In some ways, Pennsylvania proves its own methods false. It is worth noting that a large number of wooden covered bridges are preserved in Pennsylvania, or at least maintained. Many of these wooden covered bridges are functionally obsolete, since they are one-lane, have a weight limit, and a vertical clearance limitation. Yet they are allowed to remain on Pennsylvania's roads. This is clear discrimination against other types of historic bridges. HistoricBridges.org is not pretending that the Bells Landing Bridge was an extremely important historic bridge... the bridge was on the National Register of Historic Places since 1988. Therefore, there is no reason why Bells Landing Bridge, the rest of Pennsylvania's historic bridge types, including iron and steel truss bridges, concrete arch bridges, girder bridges, and stone arch bridges could not be preserved as well. Even if not for vehicular use, the least they could do is save money and leave the historic bridges standing next to their replacements.
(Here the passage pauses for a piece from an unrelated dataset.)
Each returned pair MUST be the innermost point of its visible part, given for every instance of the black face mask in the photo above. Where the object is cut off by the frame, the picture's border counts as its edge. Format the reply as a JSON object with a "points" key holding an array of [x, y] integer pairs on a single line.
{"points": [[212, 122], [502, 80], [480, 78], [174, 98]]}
The fact that this bridge was demolished was completely unacceptable. It is sickening to see tax dollars wasted on the demolition of such an important historic bridge. Why would anyone in their right mind want to spend even a single penny to destroy beautiful historic artifacts? And certainly, more than a penny of taxpayer dollars was spent to wipe this bridge off the face of the earth. The Bells Landing Bridge is a perfect example of why HistoricBridges.org exists and is proud to speak very clearly against PennDOT's current policy for historic bridges. The fact that so many covered bridges are preserved in the state but hardly any other historic bridge type only further galvanizes the cause.
Frank C. Osborn, whose photo is shown on this page, was Chief Engineer for King Bridge Company from 1889-1892.
This historic bridge has been demolished. This map is shown for reference purposes only.